Pacific Islander Americans
- Distribution of Pacific Islanders alone or in combination in 2020

Total population
- Alone (one race) 689,966 (2020 census) ▲0.21% of the total US population In combination (multiracial) 896,497 (2020 census) ▲0.27% of the total US population Alone or in combination 1,586,463 (2020 census) ▲0.48% of the total US population

Regions with significant populations
- Predominantly in Hawaii, American Samoa, Guam, and the Northern Mariana Islands
- Hawaii: 157,445
- California: 157,263
- Washington: 64,933
- Utah: 36,930
- Texas: 33,611

Languages
- American English, Oceanic languages

Religion
- Christianity, Polytheism, Baháʼí, Judaism, Mormonism, Hinduism, Buddhism, Taoism, Islam, Sikhism, Jainism, Confucianism

Related ethnic groups
- Pasifika New Zealanders, other Pacific Islanders

= Pacific Islander Americans =

People of Pacific Islander descent in the United States

Pacific Islander Americans (also colloquially referred to as Islander Americans) are Americans who are of Pacific Islander ancestry (or are descendants of the Indigenous peoples of Oceania).
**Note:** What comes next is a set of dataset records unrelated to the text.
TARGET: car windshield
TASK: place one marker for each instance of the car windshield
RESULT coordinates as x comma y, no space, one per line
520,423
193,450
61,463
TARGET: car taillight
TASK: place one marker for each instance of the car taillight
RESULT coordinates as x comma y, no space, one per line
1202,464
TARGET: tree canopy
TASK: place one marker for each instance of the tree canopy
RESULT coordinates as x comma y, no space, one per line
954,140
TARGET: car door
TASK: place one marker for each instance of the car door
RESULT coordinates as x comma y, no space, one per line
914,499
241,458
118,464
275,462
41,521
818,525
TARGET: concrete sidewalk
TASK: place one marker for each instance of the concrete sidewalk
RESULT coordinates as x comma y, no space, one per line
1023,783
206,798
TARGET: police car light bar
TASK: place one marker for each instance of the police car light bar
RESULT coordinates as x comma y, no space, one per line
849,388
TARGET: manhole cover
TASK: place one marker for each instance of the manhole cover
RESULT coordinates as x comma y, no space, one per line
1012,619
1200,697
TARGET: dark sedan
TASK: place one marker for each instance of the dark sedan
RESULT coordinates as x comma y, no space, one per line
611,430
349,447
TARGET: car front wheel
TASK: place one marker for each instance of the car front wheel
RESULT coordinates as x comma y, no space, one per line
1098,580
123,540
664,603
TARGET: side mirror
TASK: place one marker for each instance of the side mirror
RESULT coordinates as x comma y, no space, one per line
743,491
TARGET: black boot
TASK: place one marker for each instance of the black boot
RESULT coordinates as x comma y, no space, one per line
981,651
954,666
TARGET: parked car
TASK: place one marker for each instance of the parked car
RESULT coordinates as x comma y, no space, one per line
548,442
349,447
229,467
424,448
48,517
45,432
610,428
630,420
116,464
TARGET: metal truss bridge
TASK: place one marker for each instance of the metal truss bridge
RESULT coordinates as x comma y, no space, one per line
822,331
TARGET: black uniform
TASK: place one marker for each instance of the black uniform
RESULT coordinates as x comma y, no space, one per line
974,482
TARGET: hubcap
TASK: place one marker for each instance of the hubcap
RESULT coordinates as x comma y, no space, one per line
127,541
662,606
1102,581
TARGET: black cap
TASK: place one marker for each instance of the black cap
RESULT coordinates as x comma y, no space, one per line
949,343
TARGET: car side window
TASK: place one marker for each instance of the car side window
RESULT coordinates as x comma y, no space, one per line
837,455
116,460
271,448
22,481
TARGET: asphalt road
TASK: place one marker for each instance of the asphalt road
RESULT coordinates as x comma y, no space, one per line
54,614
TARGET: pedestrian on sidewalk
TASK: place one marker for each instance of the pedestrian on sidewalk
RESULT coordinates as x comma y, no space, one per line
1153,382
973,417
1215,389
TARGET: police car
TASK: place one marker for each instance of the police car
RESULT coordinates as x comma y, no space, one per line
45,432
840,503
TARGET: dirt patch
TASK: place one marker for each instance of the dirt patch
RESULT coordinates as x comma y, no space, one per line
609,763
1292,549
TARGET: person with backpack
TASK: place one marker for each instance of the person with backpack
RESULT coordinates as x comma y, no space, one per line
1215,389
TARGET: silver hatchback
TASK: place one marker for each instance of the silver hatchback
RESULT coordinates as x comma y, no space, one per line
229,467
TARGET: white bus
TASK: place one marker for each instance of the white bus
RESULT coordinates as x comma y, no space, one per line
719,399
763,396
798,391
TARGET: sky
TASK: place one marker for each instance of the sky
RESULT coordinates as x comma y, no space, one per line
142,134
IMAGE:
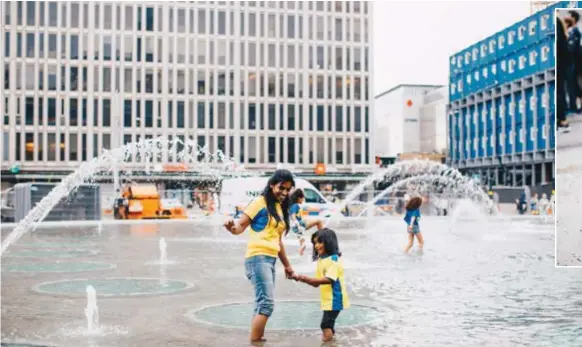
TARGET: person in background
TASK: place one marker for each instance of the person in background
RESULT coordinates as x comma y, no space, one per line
413,227
574,64
298,224
533,204
543,204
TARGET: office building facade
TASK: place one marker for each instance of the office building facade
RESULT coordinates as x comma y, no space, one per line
264,82
410,118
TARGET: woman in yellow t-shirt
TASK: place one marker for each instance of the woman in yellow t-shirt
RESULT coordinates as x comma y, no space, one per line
268,218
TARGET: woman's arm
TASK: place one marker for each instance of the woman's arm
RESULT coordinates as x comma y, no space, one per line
239,226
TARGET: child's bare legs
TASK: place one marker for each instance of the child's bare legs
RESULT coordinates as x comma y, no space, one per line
258,328
420,241
410,242
301,246
327,335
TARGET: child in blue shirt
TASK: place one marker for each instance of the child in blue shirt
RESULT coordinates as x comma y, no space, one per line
411,218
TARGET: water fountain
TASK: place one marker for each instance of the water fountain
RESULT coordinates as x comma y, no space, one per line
422,172
92,311
163,252
109,160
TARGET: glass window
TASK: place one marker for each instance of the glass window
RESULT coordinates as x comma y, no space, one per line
201,21
180,114
30,45
150,19
221,115
181,20
128,17
222,23
30,12
271,55
291,26
52,52
252,24
74,49
320,118
252,116
107,17
201,117
291,117
271,25
64,16
338,30
357,119
7,12
201,48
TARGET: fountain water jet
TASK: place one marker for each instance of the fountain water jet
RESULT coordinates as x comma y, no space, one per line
91,311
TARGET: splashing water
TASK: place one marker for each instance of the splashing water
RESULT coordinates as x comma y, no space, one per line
217,166
91,311
163,251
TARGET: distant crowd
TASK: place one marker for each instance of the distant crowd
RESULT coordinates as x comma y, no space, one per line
568,68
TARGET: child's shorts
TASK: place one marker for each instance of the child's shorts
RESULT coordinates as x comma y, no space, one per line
328,320
415,229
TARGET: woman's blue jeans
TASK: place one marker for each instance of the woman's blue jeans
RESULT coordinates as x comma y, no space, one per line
260,270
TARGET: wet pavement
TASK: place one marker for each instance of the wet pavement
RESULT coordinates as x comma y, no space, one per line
569,192
477,284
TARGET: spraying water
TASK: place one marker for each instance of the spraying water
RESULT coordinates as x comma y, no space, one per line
163,251
426,171
91,311
110,160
Pacific Islander Americans make up 0.5% of the US population including those with partial Pacific Islander ancestry, enumerating about 1.4 million people. The largest ethnic subgroups of Pacific Islander Americans are Native Hawaiians, Samoans, and Chamorros. Much of the Pacific Islander population resides in Hawaii, Alaska, California, Utah, Texas, and Minnesota.

Pacific Islanders may be considered Oceanian Americans, but this group may include Australians and New Zealander-origin people, who can be of non-Pacific Islander ethnicity. Many Pacific Islander Americans are mixed with other races, especially Europeans and Asians, due to Pacific Islanders being a small population in several communities across the mainland US.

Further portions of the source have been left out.